Text prediction is usually called "language modeling" in NLP. Because it's useful as a weak supervision signal to improve performance on other tasks, most of the mentioned libraries support it. However, they might not always provide complete examples, instead assuming that you know how to express the model and train it using the primitives provided by the library.

Flair: https://github.com/zalandoresearch/flair/blob/master/flair/m...

Allen NLP: https://github.com/allenai/allennlp/blob/master/allennlp/dat...

PyText: https://github.com/facebookresearch/pytext/blob/master/pytex...

spaCy seems to focus on language analysis and I couldn't find an API that'd be directly usable for text generation.

Flair looks really promising to me!
Markov chains can be used to do type ahead prediction. It's likely what the iOS uses for their predictive keyboard.

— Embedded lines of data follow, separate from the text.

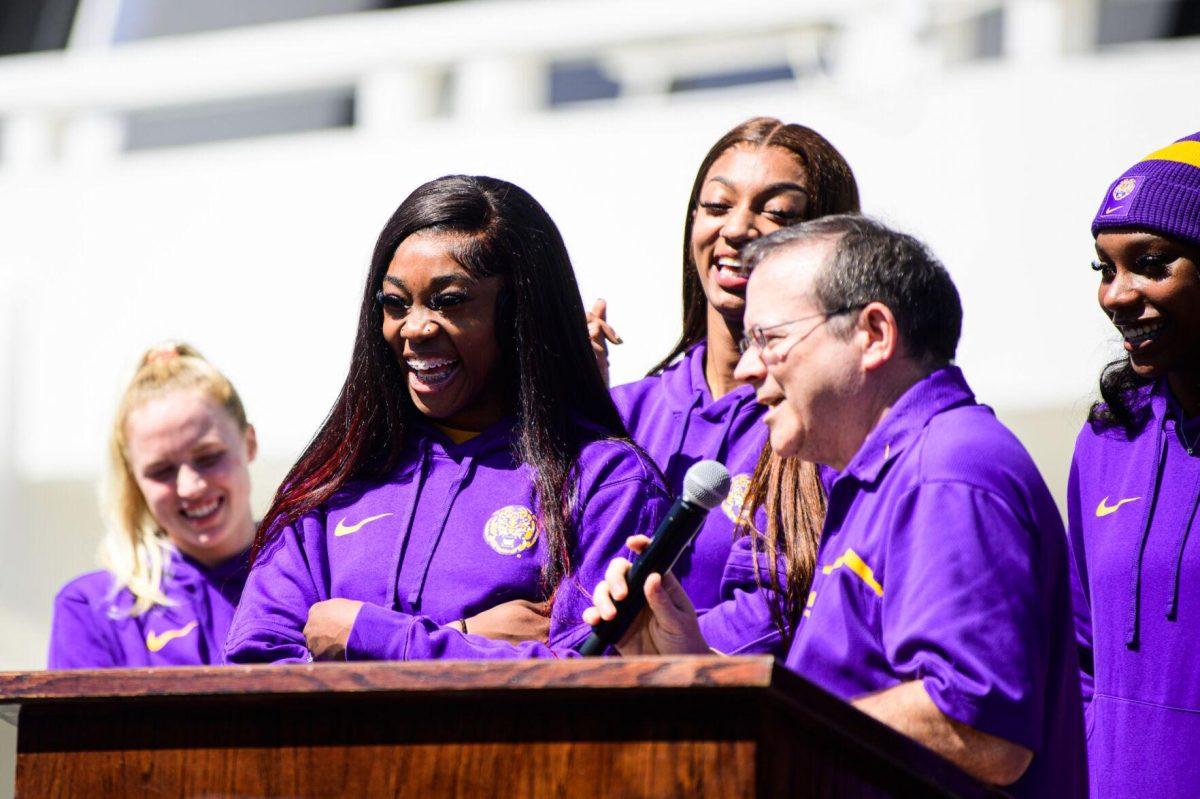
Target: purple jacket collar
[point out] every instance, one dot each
(937, 391)
(688, 386)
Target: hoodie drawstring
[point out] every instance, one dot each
(1156, 481)
(468, 469)
(1173, 604)
(407, 529)
(682, 434)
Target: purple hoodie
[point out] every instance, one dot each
(943, 559)
(451, 533)
(675, 419)
(1132, 504)
(93, 626)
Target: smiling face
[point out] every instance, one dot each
(814, 374)
(1150, 288)
(441, 323)
(748, 192)
(191, 462)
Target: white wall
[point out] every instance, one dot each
(256, 250)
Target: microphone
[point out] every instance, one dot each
(705, 487)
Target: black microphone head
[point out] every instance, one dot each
(706, 484)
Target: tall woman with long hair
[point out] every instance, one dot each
(473, 456)
(757, 178)
(1134, 488)
(179, 523)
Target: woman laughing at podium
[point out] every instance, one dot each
(472, 458)
(180, 526)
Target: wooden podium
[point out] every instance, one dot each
(603, 727)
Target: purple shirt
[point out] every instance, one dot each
(943, 559)
(1132, 504)
(93, 626)
(451, 533)
(675, 419)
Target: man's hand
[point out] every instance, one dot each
(600, 332)
(513, 622)
(667, 625)
(329, 628)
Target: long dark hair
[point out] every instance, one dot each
(786, 490)
(549, 367)
(1121, 403)
(791, 494)
(831, 185)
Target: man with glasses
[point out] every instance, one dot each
(940, 602)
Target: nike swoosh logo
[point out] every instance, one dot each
(156, 641)
(1104, 509)
(342, 529)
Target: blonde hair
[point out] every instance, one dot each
(135, 547)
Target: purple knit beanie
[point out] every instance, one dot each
(1159, 193)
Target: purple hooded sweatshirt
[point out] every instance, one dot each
(943, 559)
(93, 626)
(450, 534)
(1132, 503)
(675, 419)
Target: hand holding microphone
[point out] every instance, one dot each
(671, 625)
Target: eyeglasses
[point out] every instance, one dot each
(757, 335)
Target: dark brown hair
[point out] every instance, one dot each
(829, 181)
(551, 373)
(786, 490)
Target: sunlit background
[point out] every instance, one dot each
(217, 170)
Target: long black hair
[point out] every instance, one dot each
(549, 367)
(832, 190)
(1121, 403)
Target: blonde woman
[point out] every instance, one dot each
(179, 524)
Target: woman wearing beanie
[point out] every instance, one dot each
(1135, 487)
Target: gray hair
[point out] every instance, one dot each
(873, 263)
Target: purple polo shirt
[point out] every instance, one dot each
(675, 419)
(1132, 505)
(451, 533)
(943, 559)
(93, 626)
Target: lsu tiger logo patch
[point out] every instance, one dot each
(511, 530)
(738, 490)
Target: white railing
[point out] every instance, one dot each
(481, 59)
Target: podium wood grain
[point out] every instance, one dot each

https://en.wikipedia.org/wiki/Markov_chain

Yes, there are plenty of methods, and I have a couple implemented, but an off-the-shelf one from a cutting edge library would likely be better.
It's gonna be hard to get an "off the shelf" model for text prediction, because the upcoming text depends on the author, topic, and other context. You can probably find some decent pre-trained models to get started, but you'll need to customize them for your application to get good results.
Right, I was thinking off-the-shelf in the sense of giving it a tokenised corpus and it does the rest, or it incorporates that into its existing model. Dictation software, phone keyboards, etc. do this.